Tuesday, September 08, 2020

"Andreas Harsono is not well known to the public but he is very well known among a small network of human rights activists, dissident scholars, Indonesian journalists, and foreign correspondents. He is often the fixer behind their stories – unacknowledged, unassuming, unselfish. Now he has shown just what a superb chronicler he is in his own right."

Clinton Fernandes of University of New South Wales University
on Andreas Harsono's book Race, Islam and Power


Andreas Harsono meliput dampak dari tsunami 2014 di Aceh. Ombak raksasa tersebut membunuh lebih 100,000 orang dan mengakhiri perang selama tiga dekade antara Gerakan Acheh Merdeka dan Indonesia lewat perjanjian damai Helsinki pada Agustus 2015. ©Hotli Simanjuntak

Media dan Jurnalisme

Majalah Pantau
Saya pernah bekerja sebagai wartawan buat The Jakarta Post, The Nation (Bangkok) dan The Star (Kuala Lumpur). Pada 2000, selama delapan tahun, saya menyunting majalah Pantau soal media dan jurnalisme dari Jakarta.

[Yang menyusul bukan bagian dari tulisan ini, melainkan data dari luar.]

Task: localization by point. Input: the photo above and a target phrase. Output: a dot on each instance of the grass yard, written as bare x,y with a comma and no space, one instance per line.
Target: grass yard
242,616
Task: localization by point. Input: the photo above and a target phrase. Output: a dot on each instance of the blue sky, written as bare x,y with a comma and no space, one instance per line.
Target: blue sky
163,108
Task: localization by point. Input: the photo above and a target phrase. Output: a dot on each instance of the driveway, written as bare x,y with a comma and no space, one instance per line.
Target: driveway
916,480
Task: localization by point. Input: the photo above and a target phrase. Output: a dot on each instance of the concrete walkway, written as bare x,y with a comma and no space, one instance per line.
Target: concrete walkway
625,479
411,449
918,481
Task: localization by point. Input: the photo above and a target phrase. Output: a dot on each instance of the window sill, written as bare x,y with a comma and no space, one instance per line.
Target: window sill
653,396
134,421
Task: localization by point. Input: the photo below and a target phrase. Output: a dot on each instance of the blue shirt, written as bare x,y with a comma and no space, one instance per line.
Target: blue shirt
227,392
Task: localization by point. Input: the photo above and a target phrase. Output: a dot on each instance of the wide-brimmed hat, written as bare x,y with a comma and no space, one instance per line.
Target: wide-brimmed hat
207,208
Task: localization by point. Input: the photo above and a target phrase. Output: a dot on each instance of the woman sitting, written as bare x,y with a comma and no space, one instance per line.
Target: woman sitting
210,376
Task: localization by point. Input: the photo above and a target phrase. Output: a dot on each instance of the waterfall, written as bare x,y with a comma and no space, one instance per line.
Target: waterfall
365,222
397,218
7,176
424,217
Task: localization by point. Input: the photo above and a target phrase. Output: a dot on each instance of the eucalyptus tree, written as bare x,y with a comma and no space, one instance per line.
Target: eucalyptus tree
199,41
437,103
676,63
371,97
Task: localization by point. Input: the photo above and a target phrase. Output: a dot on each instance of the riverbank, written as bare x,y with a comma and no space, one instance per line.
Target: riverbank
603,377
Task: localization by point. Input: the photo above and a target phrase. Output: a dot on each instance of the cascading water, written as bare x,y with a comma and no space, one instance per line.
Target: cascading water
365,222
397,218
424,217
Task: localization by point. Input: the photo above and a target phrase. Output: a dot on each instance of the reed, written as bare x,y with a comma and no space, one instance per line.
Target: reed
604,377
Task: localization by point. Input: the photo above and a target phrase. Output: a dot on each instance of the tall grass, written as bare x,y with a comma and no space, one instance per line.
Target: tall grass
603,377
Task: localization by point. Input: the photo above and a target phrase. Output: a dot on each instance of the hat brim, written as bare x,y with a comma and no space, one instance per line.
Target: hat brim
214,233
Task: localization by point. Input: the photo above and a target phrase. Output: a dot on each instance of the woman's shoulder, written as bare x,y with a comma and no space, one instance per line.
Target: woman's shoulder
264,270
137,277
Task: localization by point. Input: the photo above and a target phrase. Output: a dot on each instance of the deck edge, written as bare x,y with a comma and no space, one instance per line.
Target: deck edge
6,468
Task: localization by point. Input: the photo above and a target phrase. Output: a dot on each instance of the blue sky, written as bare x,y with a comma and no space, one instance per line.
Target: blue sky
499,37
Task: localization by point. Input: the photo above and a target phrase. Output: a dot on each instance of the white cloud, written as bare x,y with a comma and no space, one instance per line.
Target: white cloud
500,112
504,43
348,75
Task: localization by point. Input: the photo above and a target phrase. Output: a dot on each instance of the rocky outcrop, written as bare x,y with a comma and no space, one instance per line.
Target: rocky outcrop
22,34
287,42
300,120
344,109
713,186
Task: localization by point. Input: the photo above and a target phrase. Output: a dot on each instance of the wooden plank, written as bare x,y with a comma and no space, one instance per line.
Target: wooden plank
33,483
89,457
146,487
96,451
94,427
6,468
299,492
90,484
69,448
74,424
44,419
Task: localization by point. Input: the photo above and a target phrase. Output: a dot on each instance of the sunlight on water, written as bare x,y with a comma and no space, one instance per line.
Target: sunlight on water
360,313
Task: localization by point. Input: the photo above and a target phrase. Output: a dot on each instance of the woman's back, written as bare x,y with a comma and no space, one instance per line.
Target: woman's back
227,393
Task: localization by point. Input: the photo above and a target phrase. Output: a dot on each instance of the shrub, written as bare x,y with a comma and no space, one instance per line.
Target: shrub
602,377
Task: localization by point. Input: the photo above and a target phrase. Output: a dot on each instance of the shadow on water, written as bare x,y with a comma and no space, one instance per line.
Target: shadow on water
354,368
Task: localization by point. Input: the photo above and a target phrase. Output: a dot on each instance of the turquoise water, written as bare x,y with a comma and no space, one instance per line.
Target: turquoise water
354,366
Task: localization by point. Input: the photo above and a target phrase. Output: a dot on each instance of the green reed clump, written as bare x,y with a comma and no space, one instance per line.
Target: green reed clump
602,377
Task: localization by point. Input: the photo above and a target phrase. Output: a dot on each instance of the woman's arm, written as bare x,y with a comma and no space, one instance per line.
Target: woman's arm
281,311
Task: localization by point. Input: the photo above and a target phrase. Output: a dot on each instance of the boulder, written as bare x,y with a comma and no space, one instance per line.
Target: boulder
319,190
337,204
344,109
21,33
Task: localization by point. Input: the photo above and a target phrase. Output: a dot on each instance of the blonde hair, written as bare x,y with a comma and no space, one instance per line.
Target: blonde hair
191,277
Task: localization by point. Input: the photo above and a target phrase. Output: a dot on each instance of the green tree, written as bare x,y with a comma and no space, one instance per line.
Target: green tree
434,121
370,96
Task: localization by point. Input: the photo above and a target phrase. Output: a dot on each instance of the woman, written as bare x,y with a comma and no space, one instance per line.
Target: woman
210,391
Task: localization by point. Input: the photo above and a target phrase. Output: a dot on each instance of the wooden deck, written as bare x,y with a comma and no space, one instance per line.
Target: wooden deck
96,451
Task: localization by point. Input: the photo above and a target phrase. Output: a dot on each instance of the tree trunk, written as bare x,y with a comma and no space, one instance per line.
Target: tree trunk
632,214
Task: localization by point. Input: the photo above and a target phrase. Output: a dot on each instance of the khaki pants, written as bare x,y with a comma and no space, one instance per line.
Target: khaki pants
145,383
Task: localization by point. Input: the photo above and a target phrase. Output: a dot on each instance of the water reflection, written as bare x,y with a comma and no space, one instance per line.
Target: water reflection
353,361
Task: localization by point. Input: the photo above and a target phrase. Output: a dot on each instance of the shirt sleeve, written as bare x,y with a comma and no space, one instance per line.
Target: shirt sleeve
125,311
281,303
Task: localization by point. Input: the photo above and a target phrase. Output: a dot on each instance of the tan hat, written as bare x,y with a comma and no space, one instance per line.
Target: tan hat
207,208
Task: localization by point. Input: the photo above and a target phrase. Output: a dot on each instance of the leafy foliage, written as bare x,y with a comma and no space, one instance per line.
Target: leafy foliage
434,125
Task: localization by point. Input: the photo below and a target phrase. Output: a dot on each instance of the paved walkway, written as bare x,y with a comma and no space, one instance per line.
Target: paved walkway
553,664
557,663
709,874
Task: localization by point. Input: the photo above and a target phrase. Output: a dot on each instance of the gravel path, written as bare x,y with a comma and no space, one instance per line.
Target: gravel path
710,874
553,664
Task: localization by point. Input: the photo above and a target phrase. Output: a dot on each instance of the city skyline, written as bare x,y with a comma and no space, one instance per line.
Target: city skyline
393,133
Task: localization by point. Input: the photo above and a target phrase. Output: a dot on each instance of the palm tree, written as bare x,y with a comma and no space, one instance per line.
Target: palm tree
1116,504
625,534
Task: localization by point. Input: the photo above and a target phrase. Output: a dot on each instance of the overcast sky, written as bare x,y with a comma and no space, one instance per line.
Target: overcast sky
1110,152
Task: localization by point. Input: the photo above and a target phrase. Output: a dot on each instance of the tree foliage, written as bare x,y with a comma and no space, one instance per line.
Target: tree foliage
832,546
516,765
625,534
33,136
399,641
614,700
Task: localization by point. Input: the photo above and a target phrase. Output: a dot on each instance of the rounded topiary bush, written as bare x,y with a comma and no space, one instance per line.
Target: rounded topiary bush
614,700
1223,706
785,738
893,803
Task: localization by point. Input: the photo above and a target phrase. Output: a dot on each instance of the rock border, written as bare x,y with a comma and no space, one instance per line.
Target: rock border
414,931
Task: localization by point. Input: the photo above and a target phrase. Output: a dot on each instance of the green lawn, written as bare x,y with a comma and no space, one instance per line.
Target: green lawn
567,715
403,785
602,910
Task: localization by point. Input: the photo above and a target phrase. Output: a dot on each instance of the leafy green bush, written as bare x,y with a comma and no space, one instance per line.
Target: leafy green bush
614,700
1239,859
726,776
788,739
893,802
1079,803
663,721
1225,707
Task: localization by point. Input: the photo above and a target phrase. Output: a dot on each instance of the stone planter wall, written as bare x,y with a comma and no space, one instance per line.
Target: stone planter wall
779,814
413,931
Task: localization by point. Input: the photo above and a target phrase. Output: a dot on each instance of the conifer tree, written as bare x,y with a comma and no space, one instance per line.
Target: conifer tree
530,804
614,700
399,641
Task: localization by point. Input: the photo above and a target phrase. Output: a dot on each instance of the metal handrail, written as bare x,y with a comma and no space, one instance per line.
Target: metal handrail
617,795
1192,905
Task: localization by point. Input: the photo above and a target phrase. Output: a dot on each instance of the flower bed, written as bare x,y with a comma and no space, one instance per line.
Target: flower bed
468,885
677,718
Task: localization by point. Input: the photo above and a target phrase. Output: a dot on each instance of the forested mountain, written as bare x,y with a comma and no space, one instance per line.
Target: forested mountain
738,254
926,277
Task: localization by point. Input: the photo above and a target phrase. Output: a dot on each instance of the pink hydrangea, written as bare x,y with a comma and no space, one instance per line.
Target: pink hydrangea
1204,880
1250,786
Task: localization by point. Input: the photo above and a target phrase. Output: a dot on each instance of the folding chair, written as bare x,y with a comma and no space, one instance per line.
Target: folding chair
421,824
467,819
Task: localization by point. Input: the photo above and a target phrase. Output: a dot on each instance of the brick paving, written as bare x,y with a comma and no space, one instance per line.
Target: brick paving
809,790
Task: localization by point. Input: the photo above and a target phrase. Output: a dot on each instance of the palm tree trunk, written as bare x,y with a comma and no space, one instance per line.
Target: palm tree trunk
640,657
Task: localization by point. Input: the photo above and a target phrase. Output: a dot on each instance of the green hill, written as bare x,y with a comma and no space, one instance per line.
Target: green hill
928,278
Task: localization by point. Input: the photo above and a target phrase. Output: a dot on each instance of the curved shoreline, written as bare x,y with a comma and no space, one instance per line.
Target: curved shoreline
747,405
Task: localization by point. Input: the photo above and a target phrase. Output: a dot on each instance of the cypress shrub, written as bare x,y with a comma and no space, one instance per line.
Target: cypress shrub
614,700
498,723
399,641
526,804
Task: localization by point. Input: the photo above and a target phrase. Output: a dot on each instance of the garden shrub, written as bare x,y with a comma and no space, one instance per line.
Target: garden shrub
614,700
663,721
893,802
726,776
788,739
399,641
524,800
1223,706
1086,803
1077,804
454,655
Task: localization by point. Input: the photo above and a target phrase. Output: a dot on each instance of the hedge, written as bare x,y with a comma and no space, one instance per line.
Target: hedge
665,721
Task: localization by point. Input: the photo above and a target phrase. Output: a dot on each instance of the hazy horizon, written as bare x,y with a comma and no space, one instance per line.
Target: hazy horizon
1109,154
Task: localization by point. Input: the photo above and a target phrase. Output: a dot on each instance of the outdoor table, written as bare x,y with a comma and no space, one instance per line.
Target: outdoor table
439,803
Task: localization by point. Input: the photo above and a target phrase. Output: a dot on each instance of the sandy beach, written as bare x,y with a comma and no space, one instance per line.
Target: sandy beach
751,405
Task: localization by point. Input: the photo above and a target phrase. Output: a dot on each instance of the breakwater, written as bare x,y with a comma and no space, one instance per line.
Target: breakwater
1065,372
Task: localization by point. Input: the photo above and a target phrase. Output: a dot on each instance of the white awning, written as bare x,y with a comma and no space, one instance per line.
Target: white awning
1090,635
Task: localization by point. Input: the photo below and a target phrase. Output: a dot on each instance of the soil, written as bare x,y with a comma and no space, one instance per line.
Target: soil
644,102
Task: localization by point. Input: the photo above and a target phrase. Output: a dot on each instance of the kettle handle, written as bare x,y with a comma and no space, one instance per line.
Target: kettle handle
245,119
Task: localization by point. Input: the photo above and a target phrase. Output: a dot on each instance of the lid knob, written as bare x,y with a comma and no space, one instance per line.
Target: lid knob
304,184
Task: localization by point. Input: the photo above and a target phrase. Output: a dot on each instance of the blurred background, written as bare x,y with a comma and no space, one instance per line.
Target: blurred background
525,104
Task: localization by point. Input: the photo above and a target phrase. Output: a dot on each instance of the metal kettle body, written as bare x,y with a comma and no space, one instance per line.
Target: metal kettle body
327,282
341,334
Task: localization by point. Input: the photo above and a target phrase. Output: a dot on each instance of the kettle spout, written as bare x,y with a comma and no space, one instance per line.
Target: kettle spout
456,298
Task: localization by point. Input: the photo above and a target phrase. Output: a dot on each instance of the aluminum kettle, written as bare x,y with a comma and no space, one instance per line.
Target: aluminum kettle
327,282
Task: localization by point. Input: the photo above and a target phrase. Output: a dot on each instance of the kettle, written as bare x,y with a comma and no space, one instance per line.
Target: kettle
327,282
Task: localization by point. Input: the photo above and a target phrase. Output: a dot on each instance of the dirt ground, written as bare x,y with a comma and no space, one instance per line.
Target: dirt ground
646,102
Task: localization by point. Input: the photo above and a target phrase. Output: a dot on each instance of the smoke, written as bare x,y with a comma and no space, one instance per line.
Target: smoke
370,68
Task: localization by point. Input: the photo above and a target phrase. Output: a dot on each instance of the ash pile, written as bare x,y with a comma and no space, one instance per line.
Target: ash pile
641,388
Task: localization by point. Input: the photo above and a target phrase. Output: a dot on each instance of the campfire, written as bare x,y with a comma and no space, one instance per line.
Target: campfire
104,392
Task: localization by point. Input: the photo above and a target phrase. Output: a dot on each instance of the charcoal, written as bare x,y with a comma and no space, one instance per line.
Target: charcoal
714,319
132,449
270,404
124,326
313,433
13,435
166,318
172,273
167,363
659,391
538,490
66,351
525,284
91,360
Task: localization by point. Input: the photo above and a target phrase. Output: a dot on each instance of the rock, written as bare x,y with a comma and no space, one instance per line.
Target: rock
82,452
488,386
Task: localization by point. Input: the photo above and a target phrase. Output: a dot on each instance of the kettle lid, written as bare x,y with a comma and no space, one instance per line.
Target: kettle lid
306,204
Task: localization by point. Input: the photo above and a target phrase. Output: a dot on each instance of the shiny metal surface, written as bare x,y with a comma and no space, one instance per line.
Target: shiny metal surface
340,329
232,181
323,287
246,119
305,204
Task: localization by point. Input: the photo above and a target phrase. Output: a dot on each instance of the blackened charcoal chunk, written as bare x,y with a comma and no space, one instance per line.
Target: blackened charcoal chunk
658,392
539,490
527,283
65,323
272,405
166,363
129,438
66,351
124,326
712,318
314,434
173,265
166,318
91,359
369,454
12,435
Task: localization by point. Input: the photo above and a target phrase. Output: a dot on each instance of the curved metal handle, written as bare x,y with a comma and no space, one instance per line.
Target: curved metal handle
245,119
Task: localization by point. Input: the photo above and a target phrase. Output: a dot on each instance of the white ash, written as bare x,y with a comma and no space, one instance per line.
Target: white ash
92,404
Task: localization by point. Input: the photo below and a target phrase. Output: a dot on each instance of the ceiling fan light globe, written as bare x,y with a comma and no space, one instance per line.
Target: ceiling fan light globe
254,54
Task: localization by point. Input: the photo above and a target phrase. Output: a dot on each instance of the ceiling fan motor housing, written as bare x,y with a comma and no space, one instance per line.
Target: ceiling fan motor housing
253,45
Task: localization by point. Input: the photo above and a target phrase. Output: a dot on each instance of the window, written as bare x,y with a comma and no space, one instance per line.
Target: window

Saya ikut mendirikan Aliansi Jurnalis Independen, Institut Studi Arus Informasi, South East Press Alliance (Bangkok) and Yayasan Pantau. Pada 1999-2000, saya belajar jurnalisme bersama Bill Kovach di Universitas Harvard. Saya makin sering meneliti dan menulis persoalan jurnalisme.


Buku dan Laporan

Monash University Publishing 2019
Saya menerbitkan dua antologi –Jurnalisme Sastrawi (2005) bersama Budi Setiyono dan “Agama” Saya Adalah Jurnalisme (2011)—serta beberapa laporan soal hak asasi manusia termasuk Prosecuting Political Aspiration: Indonesia’s Political Prisoners (2010) serta In Religion’s Name: Abuses Against Religious Minorities in Indonesia (2013). Pada 2019, saya menerbitkan buku Race, Islam and Power. Ia sebuah cerita perjalanan yang diramu dengan riset soal hak asasi manusia.

Hak Asasi Manusia

Filep Karma
Sejak 2008, saya bekerja sebagai peneliti buat Human Rights Watch, salah satu organisasi hak asasi manusia paling berpengaruh di dunia, dengan tanggungjawab soal Indonesia. Banyak menulis soal kebebasan beragama, kebebasan pers, prinsip non-diskriminasi.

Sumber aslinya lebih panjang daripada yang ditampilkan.